Wenn du keinen Untergrund hast, dann können sie da oben rumflöten, wie sie wollen, es klingt immer spitz und einsam. Und du dann mit deinem Riesenbaby.

Frank Lehmann spielt schon lange keinen Kontrabass mehr. Aber vielleicht den Zerberus an den Katakomben des Nichts?

Lehmann ist Wirtschaftsjournalist. In Frankfurt. Ich leite die gesamte Börsenabteilung der ARD. Früher war er freier Mitarbeiter in der Wirtschaftsredaktion, Leiter des Landesmagazins Hessenschau.
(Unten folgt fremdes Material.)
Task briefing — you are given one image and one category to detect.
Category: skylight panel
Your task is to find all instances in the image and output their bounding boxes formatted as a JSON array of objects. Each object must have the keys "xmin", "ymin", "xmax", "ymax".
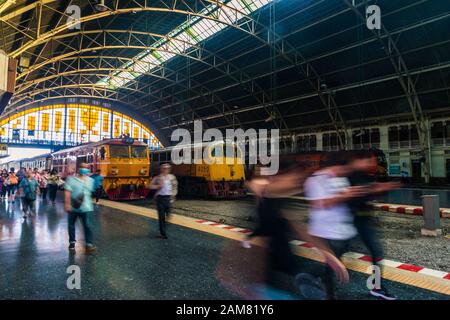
[{"xmin": 97, "ymin": 0, "xmax": 273, "ymax": 88}]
Börsenexperte der Sendungen Mittagsmagazin und später Plus Minus. Nebenberuflich moderiert er Karnevalsveranstaltungen und schreibt Börsenkolumnen für die Woche.

Lehmann ist eine Personalunion aus André Kostolany, Heinz Schenk und Hans Meiser. Kein Börsenguru, eher ein Börsenbembel, der mit der Rhetorik einer Frankfurter Blutworscht den Aktienmarkt erklärt: Hausmannskost, kräftig im Geschmack und ein bisschen fettig. Als Fleischersohn ist ihm die Wurst quasi in Fleisch und Blut übergegangen. Worscht, das ist immer noch mein Liebstes sagt er, Rinderwahnsinn gab es für mich nie. Ich hab voll durchgegessen.
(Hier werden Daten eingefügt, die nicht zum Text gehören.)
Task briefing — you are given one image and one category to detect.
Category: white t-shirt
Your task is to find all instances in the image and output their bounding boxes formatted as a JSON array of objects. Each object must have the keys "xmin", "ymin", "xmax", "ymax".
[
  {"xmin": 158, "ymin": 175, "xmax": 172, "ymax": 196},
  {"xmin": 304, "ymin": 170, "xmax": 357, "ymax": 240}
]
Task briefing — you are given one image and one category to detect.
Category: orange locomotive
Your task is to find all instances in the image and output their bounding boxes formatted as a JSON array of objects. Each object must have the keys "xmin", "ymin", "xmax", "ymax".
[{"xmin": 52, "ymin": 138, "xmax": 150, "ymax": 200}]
Einst war er Komparsenanwärter beim Hessischen Rundfunk. Den jugendlichen Liebhaber, den hab ich schon in der Schule gern gespielt, sagt er, den muss man leidenschaftlich spielen. Durch sein Studium der Betriebswirtschaftslehre blieb ihm die Laufbahn des Romeo verwehrt, der Schlafzimmerblick wurde durch einen flinken 180-Grad-Augen-Radius ersetzt.

Lehmann sitzt in keiner Kantine, ohne dass er nicht blickt, grüßt, fragt, lacht.